Con questa relazione cercherò di seguire il filo conduttore del costrutto teorico del trattamento in acqua a 32°-34° C., aspetto peculiare che rende questo ambiente particolarmente gratificante, piacevole ed empatico. Inoltre proverò a descrivere ciò che si è visto nei filmati presentati al convegno “Interagendo con gli Elementi; Ricercare, coordinare e collaborare per la Sindrome di Rett”, tenutosi al Lido di Camaiore, 11-12 giugno 2005.

Premetto che questo lavoro è reso possibile dalla stretta collaborazione fra differenti figure professionali che operano all’interno dell’ambulatorio di San Donato Milanese dell’AIAS di Milano:

  • Antonio Grioni; Neuro-psichiatra infantile, Psicoterapeuta, Responsabile sanitario della struttura
  • Tina Palen; TdR, Idrochinesiologa, Terapista Watsu, Coordinatrice dei terapisti
  • Sofia Caviezel; Psicomotricista, Idrochinesiologa
  • Barbara Breganni; Psicologa, Psicomotricista.

La lunga esperienza di lavoro in acqua con bambini e adulti con patologie neurologica, neuromotoria, psichica e mentale, ci conferma che questa metodica ha alcune peculiari caratteristiche come: globalità, adattamento, complementarietà, specificità.

In un programma riabilitativo L’ACQUA è intesa sia come ambiente/contesto, sia come mezzo/strumento a disposizione del riabilitatore.

L’acqua è un elemento che facilita non solo il movimento, ma anche la relazione; in questo assolve il compito di mediatore. Tra due corpi immersi in acqua non c’è spazio vuoto, c’è sempre liquido che unisce e che divide al tempo stesso, dipende da chi lo usa.

Inoltre in acqua si realizza una rivoluzione percettiva; da una consolidata esperienza propriocettiva ad una sensibilità ritrovata di tipo esterocettivo.
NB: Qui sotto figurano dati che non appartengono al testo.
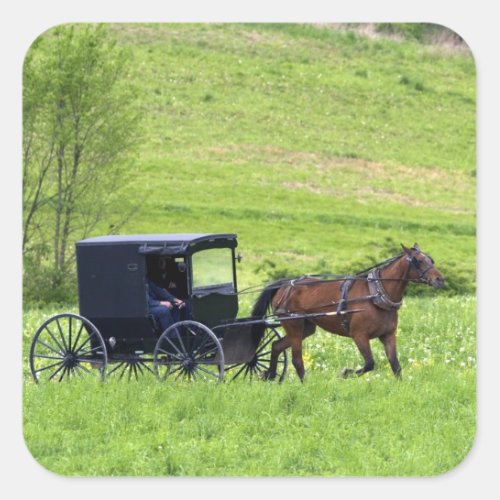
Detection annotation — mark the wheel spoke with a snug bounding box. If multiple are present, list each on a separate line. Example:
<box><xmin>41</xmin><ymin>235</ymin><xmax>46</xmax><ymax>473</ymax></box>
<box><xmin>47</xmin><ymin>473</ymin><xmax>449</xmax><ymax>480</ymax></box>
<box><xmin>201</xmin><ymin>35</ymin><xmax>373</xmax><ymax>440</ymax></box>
<box><xmin>196</xmin><ymin>365</ymin><xmax>219</xmax><ymax>378</ymax></box>
<box><xmin>75</xmin><ymin>335</ymin><xmax>91</xmax><ymax>352</ymax></box>
<box><xmin>139</xmin><ymin>361</ymin><xmax>154</xmax><ymax>373</ymax></box>
<box><xmin>158</xmin><ymin>347</ymin><xmax>182</xmax><ymax>361</ymax></box>
<box><xmin>35</xmin><ymin>360</ymin><xmax>64</xmax><ymax>373</ymax></box>
<box><xmin>33</xmin><ymin>352</ymin><xmax>64</xmax><ymax>360</ymax></box>
<box><xmin>49</xmin><ymin>363</ymin><xmax>65</xmax><ymax>380</ymax></box>
<box><xmin>36</xmin><ymin>337</ymin><xmax>64</xmax><ymax>358</ymax></box>
<box><xmin>56</xmin><ymin>318</ymin><xmax>69</xmax><ymax>351</ymax></box>
<box><xmin>71</xmin><ymin>323</ymin><xmax>85</xmax><ymax>351</ymax></box>
<box><xmin>41</xmin><ymin>326</ymin><xmax>67</xmax><ymax>356</ymax></box>
<box><xmin>74</xmin><ymin>363</ymin><xmax>92</xmax><ymax>375</ymax></box>
<box><xmin>160</xmin><ymin>335</ymin><xmax>183</xmax><ymax>359</ymax></box>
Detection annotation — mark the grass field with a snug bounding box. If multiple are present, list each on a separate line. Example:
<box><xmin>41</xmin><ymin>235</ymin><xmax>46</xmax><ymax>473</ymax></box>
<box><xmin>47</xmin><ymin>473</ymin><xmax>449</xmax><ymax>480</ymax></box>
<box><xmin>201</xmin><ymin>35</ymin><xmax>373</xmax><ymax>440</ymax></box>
<box><xmin>23</xmin><ymin>24</ymin><xmax>476</xmax><ymax>476</ymax></box>
<box><xmin>24</xmin><ymin>297</ymin><xmax>476</xmax><ymax>476</ymax></box>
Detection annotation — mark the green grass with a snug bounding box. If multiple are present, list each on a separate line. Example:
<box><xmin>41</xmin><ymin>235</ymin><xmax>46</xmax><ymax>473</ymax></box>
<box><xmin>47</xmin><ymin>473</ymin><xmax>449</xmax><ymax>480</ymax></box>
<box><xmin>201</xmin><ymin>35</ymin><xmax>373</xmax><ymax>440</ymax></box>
<box><xmin>24</xmin><ymin>297</ymin><xmax>476</xmax><ymax>476</ymax></box>
<box><xmin>107</xmin><ymin>24</ymin><xmax>476</xmax><ymax>293</ymax></box>
<box><xmin>23</xmin><ymin>24</ymin><xmax>476</xmax><ymax>476</ymax></box>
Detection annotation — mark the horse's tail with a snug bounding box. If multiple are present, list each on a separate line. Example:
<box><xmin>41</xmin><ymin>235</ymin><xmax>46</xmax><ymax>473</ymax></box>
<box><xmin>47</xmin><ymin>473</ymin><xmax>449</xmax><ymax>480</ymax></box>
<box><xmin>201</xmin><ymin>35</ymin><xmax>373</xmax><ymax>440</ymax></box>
<box><xmin>252</xmin><ymin>280</ymin><xmax>290</xmax><ymax>346</ymax></box>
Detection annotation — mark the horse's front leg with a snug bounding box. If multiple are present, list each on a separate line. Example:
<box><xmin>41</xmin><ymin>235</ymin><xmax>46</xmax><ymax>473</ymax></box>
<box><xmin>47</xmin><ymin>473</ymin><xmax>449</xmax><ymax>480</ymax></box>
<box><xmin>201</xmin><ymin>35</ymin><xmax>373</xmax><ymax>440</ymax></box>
<box><xmin>340</xmin><ymin>334</ymin><xmax>375</xmax><ymax>377</ymax></box>
<box><xmin>380</xmin><ymin>332</ymin><xmax>401</xmax><ymax>377</ymax></box>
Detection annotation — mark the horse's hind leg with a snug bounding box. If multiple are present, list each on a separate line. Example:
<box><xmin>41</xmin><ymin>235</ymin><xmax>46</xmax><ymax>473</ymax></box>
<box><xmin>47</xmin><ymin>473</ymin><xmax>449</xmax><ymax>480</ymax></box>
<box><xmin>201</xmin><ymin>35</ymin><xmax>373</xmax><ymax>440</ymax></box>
<box><xmin>340</xmin><ymin>335</ymin><xmax>375</xmax><ymax>377</ymax></box>
<box><xmin>380</xmin><ymin>333</ymin><xmax>401</xmax><ymax>377</ymax></box>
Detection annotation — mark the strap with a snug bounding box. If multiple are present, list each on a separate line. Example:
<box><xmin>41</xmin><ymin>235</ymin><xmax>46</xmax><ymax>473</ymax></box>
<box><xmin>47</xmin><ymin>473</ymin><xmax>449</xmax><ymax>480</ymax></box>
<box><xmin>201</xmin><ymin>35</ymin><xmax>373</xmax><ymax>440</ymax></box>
<box><xmin>367</xmin><ymin>269</ymin><xmax>403</xmax><ymax>311</ymax></box>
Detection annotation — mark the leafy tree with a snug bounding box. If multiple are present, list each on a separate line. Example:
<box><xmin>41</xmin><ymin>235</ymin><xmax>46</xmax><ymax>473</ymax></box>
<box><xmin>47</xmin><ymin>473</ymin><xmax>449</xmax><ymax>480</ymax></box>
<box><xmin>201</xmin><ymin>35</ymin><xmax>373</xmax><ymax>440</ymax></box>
<box><xmin>23</xmin><ymin>25</ymin><xmax>138</xmax><ymax>299</ymax></box>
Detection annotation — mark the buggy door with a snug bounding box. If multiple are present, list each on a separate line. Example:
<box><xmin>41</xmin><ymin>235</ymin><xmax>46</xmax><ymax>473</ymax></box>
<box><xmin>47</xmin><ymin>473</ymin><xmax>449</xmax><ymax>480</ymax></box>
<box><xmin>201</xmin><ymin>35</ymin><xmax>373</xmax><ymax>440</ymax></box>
<box><xmin>191</xmin><ymin>248</ymin><xmax>238</xmax><ymax>327</ymax></box>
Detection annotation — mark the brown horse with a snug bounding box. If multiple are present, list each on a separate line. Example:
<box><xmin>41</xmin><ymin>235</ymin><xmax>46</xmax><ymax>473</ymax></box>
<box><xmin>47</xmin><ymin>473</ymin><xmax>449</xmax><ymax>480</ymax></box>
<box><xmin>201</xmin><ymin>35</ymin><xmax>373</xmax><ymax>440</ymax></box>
<box><xmin>252</xmin><ymin>243</ymin><xmax>444</xmax><ymax>380</ymax></box>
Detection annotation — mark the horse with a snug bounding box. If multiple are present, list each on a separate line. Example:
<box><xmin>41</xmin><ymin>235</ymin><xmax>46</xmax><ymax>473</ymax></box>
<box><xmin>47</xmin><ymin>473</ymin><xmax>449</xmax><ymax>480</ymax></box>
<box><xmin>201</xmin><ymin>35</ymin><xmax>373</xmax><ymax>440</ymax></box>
<box><xmin>252</xmin><ymin>243</ymin><xmax>444</xmax><ymax>381</ymax></box>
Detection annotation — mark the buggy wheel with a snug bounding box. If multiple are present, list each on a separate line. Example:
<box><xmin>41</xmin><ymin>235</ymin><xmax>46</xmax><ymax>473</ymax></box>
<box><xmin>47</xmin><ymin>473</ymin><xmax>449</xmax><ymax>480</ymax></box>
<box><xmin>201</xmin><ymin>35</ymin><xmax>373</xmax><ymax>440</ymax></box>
<box><xmin>30</xmin><ymin>313</ymin><xmax>107</xmax><ymax>382</ymax></box>
<box><xmin>226</xmin><ymin>326</ymin><xmax>288</xmax><ymax>382</ymax></box>
<box><xmin>153</xmin><ymin>321</ymin><xmax>224</xmax><ymax>382</ymax></box>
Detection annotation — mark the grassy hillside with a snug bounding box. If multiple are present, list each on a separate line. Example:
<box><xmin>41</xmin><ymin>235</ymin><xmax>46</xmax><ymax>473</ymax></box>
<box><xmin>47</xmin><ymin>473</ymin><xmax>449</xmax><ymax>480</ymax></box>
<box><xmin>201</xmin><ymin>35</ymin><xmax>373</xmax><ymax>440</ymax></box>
<box><xmin>23</xmin><ymin>24</ymin><xmax>476</xmax><ymax>476</ymax></box>
<box><xmin>103</xmin><ymin>24</ymin><xmax>476</xmax><ymax>300</ymax></box>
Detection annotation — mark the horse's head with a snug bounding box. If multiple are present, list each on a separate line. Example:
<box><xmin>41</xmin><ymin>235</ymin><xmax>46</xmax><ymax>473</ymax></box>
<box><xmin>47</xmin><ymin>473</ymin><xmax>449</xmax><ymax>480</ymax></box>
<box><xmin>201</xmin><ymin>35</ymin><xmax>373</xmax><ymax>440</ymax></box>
<box><xmin>401</xmin><ymin>243</ymin><xmax>444</xmax><ymax>288</ymax></box>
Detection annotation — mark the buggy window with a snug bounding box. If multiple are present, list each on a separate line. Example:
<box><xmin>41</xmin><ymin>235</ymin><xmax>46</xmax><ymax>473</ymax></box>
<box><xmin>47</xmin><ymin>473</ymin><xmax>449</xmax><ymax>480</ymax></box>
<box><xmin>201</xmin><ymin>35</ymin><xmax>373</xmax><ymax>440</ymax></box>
<box><xmin>192</xmin><ymin>248</ymin><xmax>234</xmax><ymax>289</ymax></box>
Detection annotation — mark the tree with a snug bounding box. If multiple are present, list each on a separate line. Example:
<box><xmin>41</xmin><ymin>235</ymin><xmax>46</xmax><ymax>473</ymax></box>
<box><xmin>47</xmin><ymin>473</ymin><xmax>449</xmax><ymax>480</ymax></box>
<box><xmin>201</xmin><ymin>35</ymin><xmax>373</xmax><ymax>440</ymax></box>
<box><xmin>23</xmin><ymin>25</ymin><xmax>138</xmax><ymax>302</ymax></box>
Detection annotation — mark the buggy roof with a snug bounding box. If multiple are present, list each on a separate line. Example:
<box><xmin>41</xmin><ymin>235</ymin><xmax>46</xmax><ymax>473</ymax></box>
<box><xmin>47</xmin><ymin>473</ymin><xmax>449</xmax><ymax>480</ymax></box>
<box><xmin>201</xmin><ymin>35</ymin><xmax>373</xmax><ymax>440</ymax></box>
<box><xmin>76</xmin><ymin>233</ymin><xmax>238</xmax><ymax>255</ymax></box>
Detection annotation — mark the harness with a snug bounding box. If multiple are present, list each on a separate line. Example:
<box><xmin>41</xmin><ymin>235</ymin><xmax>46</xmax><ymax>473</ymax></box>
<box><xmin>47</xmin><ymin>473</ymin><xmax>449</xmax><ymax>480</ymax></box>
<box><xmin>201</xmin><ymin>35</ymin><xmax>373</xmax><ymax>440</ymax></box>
<box><xmin>268</xmin><ymin>249</ymin><xmax>434</xmax><ymax>334</ymax></box>
<box><xmin>366</xmin><ymin>269</ymin><xmax>403</xmax><ymax>311</ymax></box>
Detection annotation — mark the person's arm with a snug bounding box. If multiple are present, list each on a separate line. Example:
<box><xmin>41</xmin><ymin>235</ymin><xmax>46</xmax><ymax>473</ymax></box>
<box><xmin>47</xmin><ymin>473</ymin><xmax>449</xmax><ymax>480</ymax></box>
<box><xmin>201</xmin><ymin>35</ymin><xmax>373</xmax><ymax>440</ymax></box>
<box><xmin>149</xmin><ymin>281</ymin><xmax>175</xmax><ymax>305</ymax></box>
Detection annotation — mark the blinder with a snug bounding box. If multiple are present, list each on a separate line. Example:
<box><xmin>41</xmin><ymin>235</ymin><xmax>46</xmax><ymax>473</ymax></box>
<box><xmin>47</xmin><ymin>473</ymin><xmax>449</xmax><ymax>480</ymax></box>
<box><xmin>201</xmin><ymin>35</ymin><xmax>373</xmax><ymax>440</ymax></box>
<box><xmin>406</xmin><ymin>248</ymin><xmax>434</xmax><ymax>283</ymax></box>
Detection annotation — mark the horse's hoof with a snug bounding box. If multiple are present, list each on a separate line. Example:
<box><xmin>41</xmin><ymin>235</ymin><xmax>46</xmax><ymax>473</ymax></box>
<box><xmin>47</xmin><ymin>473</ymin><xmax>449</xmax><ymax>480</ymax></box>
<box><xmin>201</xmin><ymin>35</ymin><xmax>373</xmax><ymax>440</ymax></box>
<box><xmin>338</xmin><ymin>368</ymin><xmax>354</xmax><ymax>378</ymax></box>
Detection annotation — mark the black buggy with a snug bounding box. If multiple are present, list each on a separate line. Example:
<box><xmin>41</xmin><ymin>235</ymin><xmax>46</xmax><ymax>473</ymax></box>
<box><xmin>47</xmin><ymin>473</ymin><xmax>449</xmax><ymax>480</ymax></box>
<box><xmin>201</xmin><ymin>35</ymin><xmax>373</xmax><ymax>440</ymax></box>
<box><xmin>29</xmin><ymin>234</ymin><xmax>287</xmax><ymax>382</ymax></box>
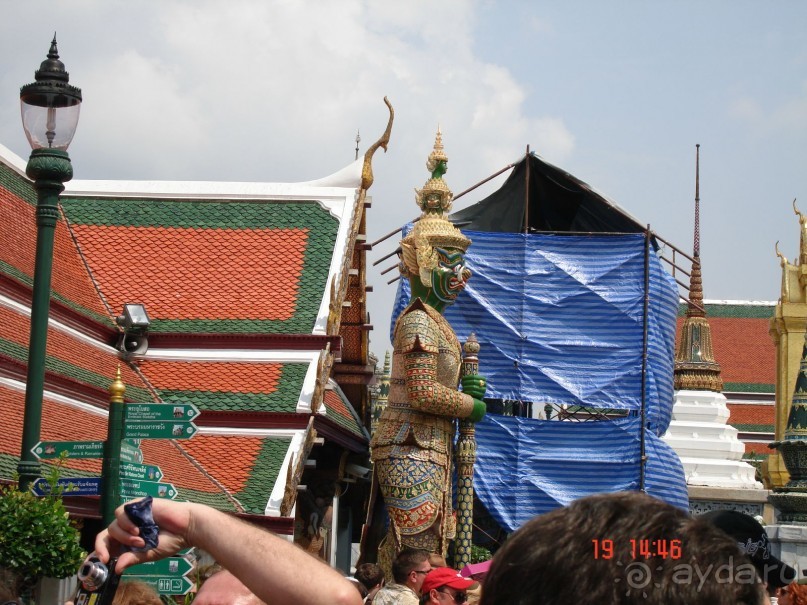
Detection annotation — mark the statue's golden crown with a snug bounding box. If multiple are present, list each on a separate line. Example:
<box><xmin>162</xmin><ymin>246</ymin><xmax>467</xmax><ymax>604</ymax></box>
<box><xmin>401</xmin><ymin>129</ymin><xmax>471</xmax><ymax>285</ymax></box>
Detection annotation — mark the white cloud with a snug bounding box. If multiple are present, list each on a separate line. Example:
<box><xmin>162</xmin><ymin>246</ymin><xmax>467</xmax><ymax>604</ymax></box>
<box><xmin>729</xmin><ymin>81</ymin><xmax>807</xmax><ymax>136</ymax></box>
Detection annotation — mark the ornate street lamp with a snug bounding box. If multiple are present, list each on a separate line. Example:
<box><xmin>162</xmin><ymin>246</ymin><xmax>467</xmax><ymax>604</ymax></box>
<box><xmin>17</xmin><ymin>35</ymin><xmax>81</xmax><ymax>490</ymax></box>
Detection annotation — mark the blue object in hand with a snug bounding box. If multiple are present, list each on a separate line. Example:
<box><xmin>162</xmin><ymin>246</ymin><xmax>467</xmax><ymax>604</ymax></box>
<box><xmin>123</xmin><ymin>496</ymin><xmax>160</xmax><ymax>552</ymax></box>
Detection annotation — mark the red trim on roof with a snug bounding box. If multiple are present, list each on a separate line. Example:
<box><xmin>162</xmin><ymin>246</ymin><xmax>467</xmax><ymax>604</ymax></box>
<box><xmin>149</xmin><ymin>332</ymin><xmax>342</xmax><ymax>354</ymax></box>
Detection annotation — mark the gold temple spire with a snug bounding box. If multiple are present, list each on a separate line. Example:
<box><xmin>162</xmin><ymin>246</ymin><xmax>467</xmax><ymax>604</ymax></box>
<box><xmin>673</xmin><ymin>145</ymin><xmax>723</xmax><ymax>393</ymax></box>
<box><xmin>109</xmin><ymin>364</ymin><xmax>126</xmax><ymax>403</ymax></box>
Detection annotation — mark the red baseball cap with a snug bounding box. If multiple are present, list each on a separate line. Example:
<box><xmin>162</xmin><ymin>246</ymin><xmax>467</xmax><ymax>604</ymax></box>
<box><xmin>420</xmin><ymin>567</ymin><xmax>476</xmax><ymax>594</ymax></box>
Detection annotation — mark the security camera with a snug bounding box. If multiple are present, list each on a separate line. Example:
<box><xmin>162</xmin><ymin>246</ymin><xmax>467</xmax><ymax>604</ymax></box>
<box><xmin>345</xmin><ymin>463</ymin><xmax>370</xmax><ymax>479</ymax></box>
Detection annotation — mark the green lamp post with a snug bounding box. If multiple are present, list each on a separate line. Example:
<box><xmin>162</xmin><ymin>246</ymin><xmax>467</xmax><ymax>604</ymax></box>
<box><xmin>17</xmin><ymin>35</ymin><xmax>81</xmax><ymax>490</ymax></box>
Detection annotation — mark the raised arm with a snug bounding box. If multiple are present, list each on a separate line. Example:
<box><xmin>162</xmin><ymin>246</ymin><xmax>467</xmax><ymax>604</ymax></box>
<box><xmin>95</xmin><ymin>499</ymin><xmax>361</xmax><ymax>605</ymax></box>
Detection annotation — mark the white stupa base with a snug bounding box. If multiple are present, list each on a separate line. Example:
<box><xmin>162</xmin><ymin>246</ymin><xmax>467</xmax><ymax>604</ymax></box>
<box><xmin>663</xmin><ymin>391</ymin><xmax>762</xmax><ymax>489</ymax></box>
<box><xmin>681</xmin><ymin>458</ymin><xmax>762</xmax><ymax>489</ymax></box>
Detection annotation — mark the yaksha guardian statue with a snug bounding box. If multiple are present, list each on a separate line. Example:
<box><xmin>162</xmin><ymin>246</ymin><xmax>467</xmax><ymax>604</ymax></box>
<box><xmin>371</xmin><ymin>130</ymin><xmax>486</xmax><ymax>569</ymax></box>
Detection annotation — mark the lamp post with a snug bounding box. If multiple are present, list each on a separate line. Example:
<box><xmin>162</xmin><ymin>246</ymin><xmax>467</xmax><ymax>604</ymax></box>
<box><xmin>17</xmin><ymin>35</ymin><xmax>81</xmax><ymax>490</ymax></box>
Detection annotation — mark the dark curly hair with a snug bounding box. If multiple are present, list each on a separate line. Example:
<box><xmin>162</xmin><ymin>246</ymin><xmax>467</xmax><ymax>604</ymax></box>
<box><xmin>481</xmin><ymin>492</ymin><xmax>764</xmax><ymax>605</ymax></box>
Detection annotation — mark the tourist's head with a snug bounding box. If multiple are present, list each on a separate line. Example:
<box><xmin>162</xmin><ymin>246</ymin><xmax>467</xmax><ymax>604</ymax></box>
<box><xmin>698</xmin><ymin>510</ymin><xmax>796</xmax><ymax>592</ymax></box>
<box><xmin>481</xmin><ymin>492</ymin><xmax>765</xmax><ymax>605</ymax></box>
<box><xmin>392</xmin><ymin>548</ymin><xmax>432</xmax><ymax>594</ymax></box>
Pertanto l’ambiente acquatico, essendo soggetto a continue trasformazioni del suo stato, facilita l’acquisizione della consapevolezza del sé attraverso l’abbinamento della percezione sensoriale e motoria con l’adattamento del proprio comportamento motorio. E’ un facile e piacevole stimolatore per nuovi interessi e nuovi apprendimenti. Ciò a maggior ragione perchè gli elementi nell’organizzazione degli apprendimenti sono il POTER-SAPER-VOLER FARE e implicano di:

  • Aver preso atto (CONOSCENZA) della propria realtà (schema corporeo, gesto, comportamento)
  • Aver immagazzinato la propria realtà (PENSIERO RAPPRESENTATIVO)
  • Aver un contesto di relazionalità e di intenzionalità (PROIEZIONE DI PIACERE)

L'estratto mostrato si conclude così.